今は昔。わたしこと荘周は、夢の中で蝶となって羽ばたいていた。
“栩栩然胡蝶也。自喩適志与。不知周也”
これまでで喩えようもないほどの快感であり、また愉快であった。
あまりの心地のよさに、いつしかわたしは荘周である事を記憶から薄れさせていった。
“俄然覚、則遽遽然周也”
俄かに目を覚ますと、やはりこのわたしの心とからだは依然として荘周のものであった。
“不知周之夢為胡蝶与、胡蝶之夢為周与”
さて。わたし荘周が夢の中で胡蝶となったのか、それともわが真の実体は胡蝶にあり、
その夢の中で自分が荘周であると感じているのか。
“周与胡蝶、則必有分矣。此之謂物化”
いずれにせよ、これを真と定義づけることはできまいが、
わたしと胡蝶との間に何らかの分別が存在するはずなのは確かなのであろう
荘子『胡蝶の夢』
「例えばだ。この自分では指先一つ動かす事のできない人形に魂が宿るとする」
ゆるゆるとカールが指先でガラスケースの面を撫ぜながら言った。
「それはどこからやってくる? 源となる精神はどこから工面されると思うね」
「そんなの……分かるはずないじゃない」
「そう、分からない。
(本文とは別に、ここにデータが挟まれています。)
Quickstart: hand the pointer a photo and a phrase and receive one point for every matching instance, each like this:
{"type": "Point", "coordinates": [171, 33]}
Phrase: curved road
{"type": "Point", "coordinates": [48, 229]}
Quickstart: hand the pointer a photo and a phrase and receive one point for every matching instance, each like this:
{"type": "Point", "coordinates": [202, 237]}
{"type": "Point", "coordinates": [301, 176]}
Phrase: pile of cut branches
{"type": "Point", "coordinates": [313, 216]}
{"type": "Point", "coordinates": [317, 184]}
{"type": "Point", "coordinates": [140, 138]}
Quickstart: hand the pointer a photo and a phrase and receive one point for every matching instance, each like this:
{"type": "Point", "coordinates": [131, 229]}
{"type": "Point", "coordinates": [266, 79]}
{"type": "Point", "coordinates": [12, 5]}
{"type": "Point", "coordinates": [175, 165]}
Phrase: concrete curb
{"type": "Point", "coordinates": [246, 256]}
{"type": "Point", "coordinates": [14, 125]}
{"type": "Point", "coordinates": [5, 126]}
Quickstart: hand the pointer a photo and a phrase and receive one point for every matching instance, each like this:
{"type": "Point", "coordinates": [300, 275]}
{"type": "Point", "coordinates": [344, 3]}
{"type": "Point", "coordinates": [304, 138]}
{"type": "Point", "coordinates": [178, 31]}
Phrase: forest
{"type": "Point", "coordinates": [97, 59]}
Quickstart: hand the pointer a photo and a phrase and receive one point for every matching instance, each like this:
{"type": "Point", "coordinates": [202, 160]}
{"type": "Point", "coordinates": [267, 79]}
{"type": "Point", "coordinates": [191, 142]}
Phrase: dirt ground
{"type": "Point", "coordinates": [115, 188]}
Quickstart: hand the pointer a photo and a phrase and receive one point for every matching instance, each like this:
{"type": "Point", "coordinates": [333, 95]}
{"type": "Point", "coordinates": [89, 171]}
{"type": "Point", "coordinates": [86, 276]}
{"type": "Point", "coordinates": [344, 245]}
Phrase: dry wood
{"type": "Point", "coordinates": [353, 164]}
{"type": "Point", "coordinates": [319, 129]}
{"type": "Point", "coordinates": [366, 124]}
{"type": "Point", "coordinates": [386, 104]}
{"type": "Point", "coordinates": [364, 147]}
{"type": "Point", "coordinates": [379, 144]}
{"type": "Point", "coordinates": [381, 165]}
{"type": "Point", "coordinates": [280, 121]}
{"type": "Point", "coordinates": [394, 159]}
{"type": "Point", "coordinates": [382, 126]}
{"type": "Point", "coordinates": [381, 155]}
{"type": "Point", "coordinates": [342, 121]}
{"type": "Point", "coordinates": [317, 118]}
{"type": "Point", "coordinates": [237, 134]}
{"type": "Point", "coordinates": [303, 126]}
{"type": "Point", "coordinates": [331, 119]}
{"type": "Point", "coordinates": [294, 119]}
少なくとも、われわれの目に見える範囲の中ではそうした機構は見当たらない。魔術とやらを手にしても、やはり人間は形而上の存在の構造を捉えるまでに至っていない」
魂はどこからやってくる?
児童の口から思いがけずぽろりと出でて、年長者たちを困惑させる問題のひとつだ。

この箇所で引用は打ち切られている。